With the soon forthcoming release of Earl Sweatshirt’s new album Some Rap Songs, the 24 year-old rapper has a lot to say both on wax and in conversation. In a recent interview with Vulture, Earl, born Thebe Neruda Kgositsile, opened up about the loss of his South African father, poet Keorapetse “Bra Willie” Kgositsile in January and the complexities behind how simple he tries to make his art.
In the past the California native has been vocal about how dysfunctional his relationship was with his father, but his death is something that has been hard to process. “For a long time this year, I was still kind of in shock and still can be shocked by the fact that my dad died,” he said “That s**t really threw me the f**k off.”
“I’ve just been figuring it out,” he continued. “But at a certain point, all of the pressures just kind of broke me.
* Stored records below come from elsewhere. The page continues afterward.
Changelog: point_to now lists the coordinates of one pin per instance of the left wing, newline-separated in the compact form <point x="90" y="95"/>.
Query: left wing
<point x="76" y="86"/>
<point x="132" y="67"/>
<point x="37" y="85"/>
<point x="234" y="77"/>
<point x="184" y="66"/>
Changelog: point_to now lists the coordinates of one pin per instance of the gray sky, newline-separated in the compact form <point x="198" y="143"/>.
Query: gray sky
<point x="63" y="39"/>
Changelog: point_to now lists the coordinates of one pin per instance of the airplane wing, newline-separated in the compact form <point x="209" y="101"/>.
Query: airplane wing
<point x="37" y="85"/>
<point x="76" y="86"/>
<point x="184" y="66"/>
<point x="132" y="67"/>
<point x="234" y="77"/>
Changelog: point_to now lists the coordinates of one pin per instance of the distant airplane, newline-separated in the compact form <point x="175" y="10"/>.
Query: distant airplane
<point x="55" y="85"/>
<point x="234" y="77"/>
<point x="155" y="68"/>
Just the idea of having to perform while I was kind of in this weird space, it was like, no fucking way. Why would I risk it? That’s not some dice I’m trying to roll. I need to process and heal some things for myself before I can be presenting myself.”
Some Rap Songs is Sweatshirt’s first body of work since his 2015 project, I Don’t Like Sh*t, I Don’t Go Outside. And he choose the simple name of the project because he prefers something clean instead of a saturated pool of art. “Incomplete s**t is really stressful to me, and the concept of unsimplified fractions is really stressful to me,” he explained. “So, with things like the album title, how I structure shit, and even how I write, it was really just like, What is this? The album title was kind of a response to that question.”
The “DNA” artist also touched briefly on Mac Miller’s death. “He was moving real fast,” he said. “A lot of the shit that we hold on to that slows us down, that makes us care about different shit and makes us second-guess? It can make a man complacent.”